Selama tiga hari, dari 16 hingga 18 September, di bawah pengawasan tentara Israel, milisi Kristen tersebut melakukan pembantaian yang sangat kejam terhadap penduduk kamp. Korban yang jatuh tidak hanya terdiri dari warga Palestina, tetapi juga banyak orang dari berbagai kewarganegaraan lainnya. Diperkirakan jumlah korban tewas mencapai 3.500 orang, termasuk pria, wanita, dan anak-anak.
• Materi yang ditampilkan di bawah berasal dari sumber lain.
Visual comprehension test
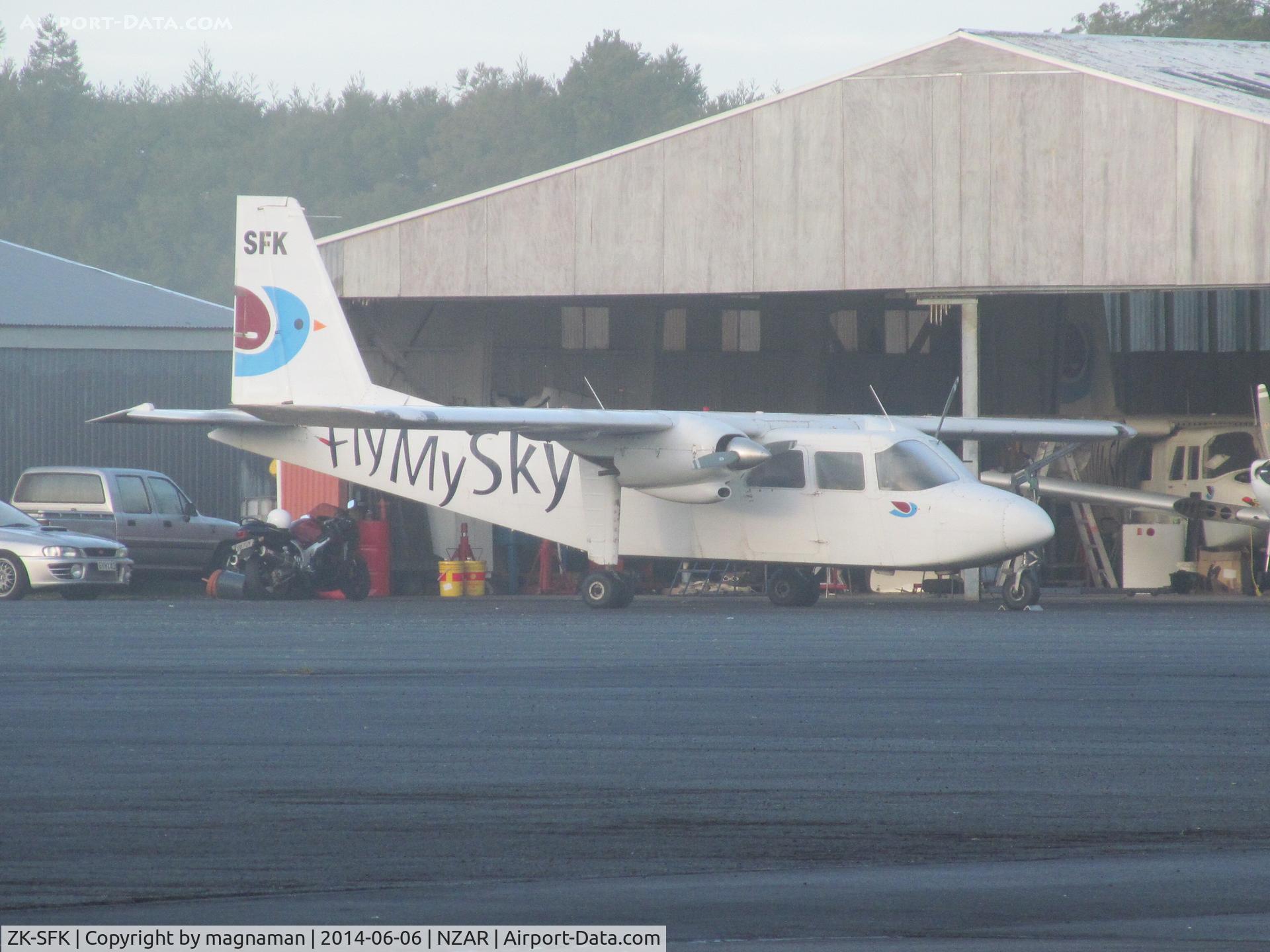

Tragedi ini meninggalkan bekas yang mendalam dalam sejarah konflik di Timur Tengah dan diingat sebagai salah satu peristiwa paling kelam dalam sejarah Lebanon. Pada tahun 2022, beberapa penyintas dari pembantaian tersebut berbagi kenangan mereka tentang peristiwa mengerikan ini. Mereka menceritakan betapa sulitnya hidup dalam ketakutan dan kehilangan yang mendalam akibat peristiwa tersebut.
Kamp Sabra dan Shatila kini menjadi simbol dari penderitaan yang dialami oleh rakyat Palestina dan pengungsi di seluruh dunia. Pembantaian ini menjadi pengingat akan pentingnya perdamaian dan perlindungan terhadap hak asasi manusia.